MEXICAN MARINE |
December 05, 2012
Name: Garrett Phillip Anderson
Returned from: Iraq and Afghanistan
Hometown: Portland, OR
Milblog: Iraq/Afghanistan and More
Through heavily accented Spanglish the first thing he ever said to me was, “I am your Corporal and I do not like the dick sucking.” I would come to later find that he had a robot black heart tattooed over his real heart. I was eighteen years old and standing at the position of attention. I replied, “I do like the dick sucking but to each his own, Corporal.” My roommate was also new to the unit and had Mexican heritage, he bit his lip in fear, but I was confident that the Corporal would not comprehend my translation.
The Corporal was a light-skinned
Mexican, he was built of lean muscle, he ran Iron Man competitions for
fun, and he was my first real squad leader. I was at home. Somewhere in
the not-too-distant future both of the men standing with me in that room
would be shot full of bullets in their legs, the squad leader’s leg
almost blown in half and my roommate’s calves would look like a shark
took a snack as he stumbled into our overpowered house with his finger
laying down full automatic survival.
Later the squad leader was moved to point-man, after the rest of the unit returned from advanced training. He loved the job and was good at it because he moved like a panther and was born lethal. I asked our point man “Bandito” how he came to America and he told me about walking through the border after several attempts as a teenager. His brother had taught him how to knife fight and he would teach me. He spoke of bandits in the streets of Mexico as a youth and how these bandits knew not to fuck with his knife-fighting brother. During a training operation our unit participated in Okinawa the Bandito’s team was wiped out as he fought through the bottom story of a mock hotel with paint bullets. He called over the radio to inform us that he was carrying on. By himself the Bandito killed every member of the opposing force in the hotel working from the bottom floor to the rooftop. I was glad his service was in the US Marines.

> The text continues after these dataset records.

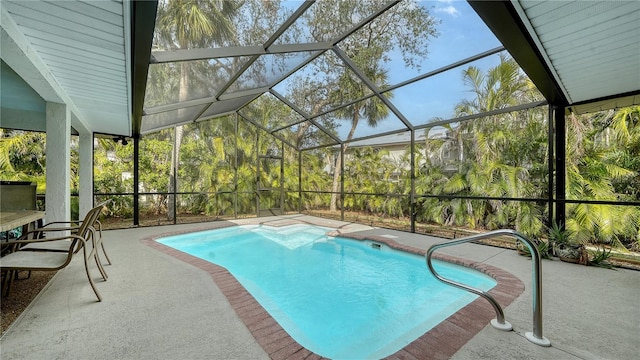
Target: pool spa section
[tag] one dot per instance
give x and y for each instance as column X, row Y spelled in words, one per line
column 305, row 293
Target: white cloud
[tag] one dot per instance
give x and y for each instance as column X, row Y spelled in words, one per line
column 451, row 10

I was his student. In Kuwait in late 2004 he introduced me to a Sergeant Peralta in 1st platoon. The Bandito explained to me and the Sergeant his outlook on the impending Battle of Fallujah. He said, “I am here for the glory, nothing else. A million bullets can rain down and if Mary wants to take me it will be my time, if not it won’t.” I objected to this non-scientific approach and Sergeant Peralta laughed at my interpretation. Sergeant Peralta would later be nominated for a still-pending Medal of Honor when, after being terribly wounded, he pulled an enemy hand grenade under his life-filled body, absorbing the lethal impact, thus saving the lives of the Marines in the room with him. Regular guys who come from Mexico, the Mexican Marine Corps, and an untold story of sacrifice by Mexican immigrants lives to this day in our military, which has always been filled with immigrants, who yesteryear were white, giving generations of Americans a good excuse to avoid service.
This machinery is necessary to the American framework, it is not cruel, and tomorrow the Latino immigrants who served become politicians and can serve their non-serving white counterparts with a record that can’t be challenged. This is the real America, and a new wave of demographic will be our integrated future, like it or not. The truth is, domesticated suburbanite teenagers like I was can’t be killing effective without the hard hand of the immigrant Corporal, who is hard through experience and a representative of every immigrant Corporal from every country to come to America, pick up a gun and fight in a foreign land.
After the wounded had been extracted, I picked up the Bandito’s helmet. I looked to a full moon and wondered if there was any significance in this. My hero had been killed and my teacher was off to the hospital. I reached into his helmet and picked out a Spanish prayer card he had tucked into the webbing. I stuck it into the webbing of my helmet and left the war an untouched atheist. I will visit the Bandito in Mexico next month for the first time since we were Marines, where he is fighting for his country in the drug war. He is my last interview for the film.